I bought a new car a few weeks ago. Anyone who’s done this knows how daunting the car-selecting process can be (never mind the hassle of actually purchasing the car)! There are so many things to consider. What type of car? What type of engine? Front or 4 wheel drive? I could go on for days.
Now, this is the fourth time I’ve bought a car, but this experience was almost one-hundred percent different than any of the other times. Why? For the first time in my purchasing history, the actual car was of a secondary concern.
How could I buy a car and not care about said car first and foremost? It came down to one thing – conveniences. The vehicle I bought (a Mitsubishi Outlander Sport, for you inquiring minds) is so absolutely overrun with little touches of modern amenity bliss that I don’t even care that the engine isn’t quite as smooth or powerful as I like, or that the ride is slightly bumpier than I prefer.
The list of conveniences is staggering for a vehicle in this (fairly low end) price range. Take a look:
- USB music drive in the arm rest compartment
- Steering wheel iPod controls
- Rain sensing wipers
- Light sensing headlights
- Voice controlled stereo
- Auto down AND up windows
- Heated seats
- Automatic climate control
- Keyless entry
- Push start engine
Sure, nowadays a lot of cars will have all of these features, but the best part in this case is that these are all available AT NO EXTRA CHARGE. The base model of the Mitsubishi Outlander Sport is reasonably priced and has all of these I mentioned. Not to mention a 10 year/100,000 mile warranty, great gas mileage, and 0% interest. I try to be a smart consumer and be really careful when I make large purchases, but I couldn’t even give myself a reason not to buy this car.

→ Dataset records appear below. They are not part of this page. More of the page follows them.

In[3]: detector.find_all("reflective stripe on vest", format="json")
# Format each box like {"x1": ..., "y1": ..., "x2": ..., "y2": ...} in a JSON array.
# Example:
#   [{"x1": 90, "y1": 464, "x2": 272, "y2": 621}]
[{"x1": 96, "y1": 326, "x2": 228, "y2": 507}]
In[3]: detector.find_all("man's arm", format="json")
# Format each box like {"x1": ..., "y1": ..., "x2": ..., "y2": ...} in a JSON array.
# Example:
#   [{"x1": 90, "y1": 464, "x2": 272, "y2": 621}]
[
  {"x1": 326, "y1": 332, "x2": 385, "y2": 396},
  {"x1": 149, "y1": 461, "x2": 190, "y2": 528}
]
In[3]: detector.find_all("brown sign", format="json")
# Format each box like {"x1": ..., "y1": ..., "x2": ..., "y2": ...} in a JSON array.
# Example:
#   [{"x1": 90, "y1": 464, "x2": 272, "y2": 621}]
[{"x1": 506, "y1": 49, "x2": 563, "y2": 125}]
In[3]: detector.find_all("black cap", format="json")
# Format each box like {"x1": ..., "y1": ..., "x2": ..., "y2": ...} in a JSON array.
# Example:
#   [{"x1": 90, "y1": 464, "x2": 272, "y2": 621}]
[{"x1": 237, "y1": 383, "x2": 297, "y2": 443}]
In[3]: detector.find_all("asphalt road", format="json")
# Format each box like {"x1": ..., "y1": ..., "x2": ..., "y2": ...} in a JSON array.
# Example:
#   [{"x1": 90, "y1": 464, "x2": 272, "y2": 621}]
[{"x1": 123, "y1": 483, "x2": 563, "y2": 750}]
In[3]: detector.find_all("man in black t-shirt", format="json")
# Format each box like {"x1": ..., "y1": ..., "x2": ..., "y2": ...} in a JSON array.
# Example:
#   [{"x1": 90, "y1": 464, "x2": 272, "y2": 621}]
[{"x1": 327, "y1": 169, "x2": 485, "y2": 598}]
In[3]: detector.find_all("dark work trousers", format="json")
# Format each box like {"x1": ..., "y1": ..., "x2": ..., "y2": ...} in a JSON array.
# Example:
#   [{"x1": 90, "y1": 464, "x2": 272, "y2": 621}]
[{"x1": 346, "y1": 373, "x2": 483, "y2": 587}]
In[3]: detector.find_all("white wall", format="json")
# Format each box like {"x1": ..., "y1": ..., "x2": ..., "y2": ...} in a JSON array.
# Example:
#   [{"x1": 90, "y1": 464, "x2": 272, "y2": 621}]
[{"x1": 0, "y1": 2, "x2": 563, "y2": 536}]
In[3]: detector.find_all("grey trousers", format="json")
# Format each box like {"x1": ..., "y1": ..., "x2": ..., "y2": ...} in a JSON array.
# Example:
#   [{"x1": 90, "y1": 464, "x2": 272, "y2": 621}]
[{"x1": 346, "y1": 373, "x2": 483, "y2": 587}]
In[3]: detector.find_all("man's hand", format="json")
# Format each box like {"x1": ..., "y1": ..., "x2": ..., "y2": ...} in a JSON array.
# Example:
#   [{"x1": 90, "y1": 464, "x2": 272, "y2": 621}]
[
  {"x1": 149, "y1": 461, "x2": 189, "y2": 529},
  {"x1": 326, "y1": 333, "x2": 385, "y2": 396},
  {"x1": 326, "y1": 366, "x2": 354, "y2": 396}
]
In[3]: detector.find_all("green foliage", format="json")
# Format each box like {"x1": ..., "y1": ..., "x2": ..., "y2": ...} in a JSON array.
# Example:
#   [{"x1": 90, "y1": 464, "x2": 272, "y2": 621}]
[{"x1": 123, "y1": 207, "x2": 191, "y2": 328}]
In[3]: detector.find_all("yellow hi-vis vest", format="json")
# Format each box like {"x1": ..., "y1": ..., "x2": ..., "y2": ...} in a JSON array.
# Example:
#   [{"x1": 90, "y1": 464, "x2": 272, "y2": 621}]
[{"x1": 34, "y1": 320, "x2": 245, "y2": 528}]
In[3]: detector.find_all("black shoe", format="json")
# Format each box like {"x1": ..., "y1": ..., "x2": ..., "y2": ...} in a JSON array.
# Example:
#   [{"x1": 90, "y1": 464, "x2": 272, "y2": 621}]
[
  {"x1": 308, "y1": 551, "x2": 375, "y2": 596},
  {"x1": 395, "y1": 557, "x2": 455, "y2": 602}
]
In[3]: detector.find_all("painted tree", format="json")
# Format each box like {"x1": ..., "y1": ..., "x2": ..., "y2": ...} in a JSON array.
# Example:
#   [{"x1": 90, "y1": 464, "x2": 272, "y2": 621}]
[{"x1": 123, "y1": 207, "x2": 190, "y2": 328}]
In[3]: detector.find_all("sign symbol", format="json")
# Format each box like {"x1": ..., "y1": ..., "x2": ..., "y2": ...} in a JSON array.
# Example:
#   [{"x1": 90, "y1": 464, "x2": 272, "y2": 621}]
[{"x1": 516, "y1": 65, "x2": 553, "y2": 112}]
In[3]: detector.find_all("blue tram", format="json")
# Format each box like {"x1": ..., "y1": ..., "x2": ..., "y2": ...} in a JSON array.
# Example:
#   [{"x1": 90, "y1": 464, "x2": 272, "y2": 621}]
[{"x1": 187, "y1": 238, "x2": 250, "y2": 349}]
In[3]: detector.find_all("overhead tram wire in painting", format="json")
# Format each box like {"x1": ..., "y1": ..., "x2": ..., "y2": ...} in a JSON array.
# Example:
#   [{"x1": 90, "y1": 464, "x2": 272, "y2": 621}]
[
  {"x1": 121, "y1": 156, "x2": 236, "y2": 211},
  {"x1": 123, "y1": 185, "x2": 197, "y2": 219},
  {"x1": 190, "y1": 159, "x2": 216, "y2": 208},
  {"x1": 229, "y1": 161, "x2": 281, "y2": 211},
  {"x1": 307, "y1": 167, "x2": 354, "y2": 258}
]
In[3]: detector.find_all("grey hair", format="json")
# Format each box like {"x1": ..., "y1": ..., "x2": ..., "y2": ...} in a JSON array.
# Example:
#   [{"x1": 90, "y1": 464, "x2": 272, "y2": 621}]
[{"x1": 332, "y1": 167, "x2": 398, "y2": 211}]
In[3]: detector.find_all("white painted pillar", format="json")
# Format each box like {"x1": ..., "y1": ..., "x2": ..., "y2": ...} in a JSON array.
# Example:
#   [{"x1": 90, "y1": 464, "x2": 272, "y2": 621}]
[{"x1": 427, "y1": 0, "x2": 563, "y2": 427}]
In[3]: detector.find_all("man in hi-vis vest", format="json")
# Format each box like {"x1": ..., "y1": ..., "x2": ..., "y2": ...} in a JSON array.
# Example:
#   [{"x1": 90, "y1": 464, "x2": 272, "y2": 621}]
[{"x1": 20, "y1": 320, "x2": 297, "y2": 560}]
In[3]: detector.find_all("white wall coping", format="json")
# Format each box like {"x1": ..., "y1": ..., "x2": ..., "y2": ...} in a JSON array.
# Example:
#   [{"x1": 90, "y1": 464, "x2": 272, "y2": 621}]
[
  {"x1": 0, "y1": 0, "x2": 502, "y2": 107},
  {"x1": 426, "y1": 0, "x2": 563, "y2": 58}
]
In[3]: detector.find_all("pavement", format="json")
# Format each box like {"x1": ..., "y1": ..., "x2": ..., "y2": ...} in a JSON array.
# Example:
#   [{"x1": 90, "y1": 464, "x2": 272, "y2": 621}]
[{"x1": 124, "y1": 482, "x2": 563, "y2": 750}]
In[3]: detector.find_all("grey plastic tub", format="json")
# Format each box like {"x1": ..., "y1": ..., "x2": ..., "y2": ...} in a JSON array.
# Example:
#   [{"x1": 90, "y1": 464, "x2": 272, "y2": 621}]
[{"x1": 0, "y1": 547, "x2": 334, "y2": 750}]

This just goes to show you – little things matter. There is absolutely no way I would have dropped thousands of dollars on a car if it didn’t have all this. It may not be built like a spectacular performance vehicle, but all these little touches add up to something that just makes it a better choice than a no-frills car of the same value.
Obviously this concept extends far outside the automotive industry. If businesses can just give their consumers those little “something extras,” then it can push a purchase decision in their favor. After all, who doesn’t like luxury without feeling like you’re paying for luxury?
Can you think of any other examples of extraordinary incentives and benefits?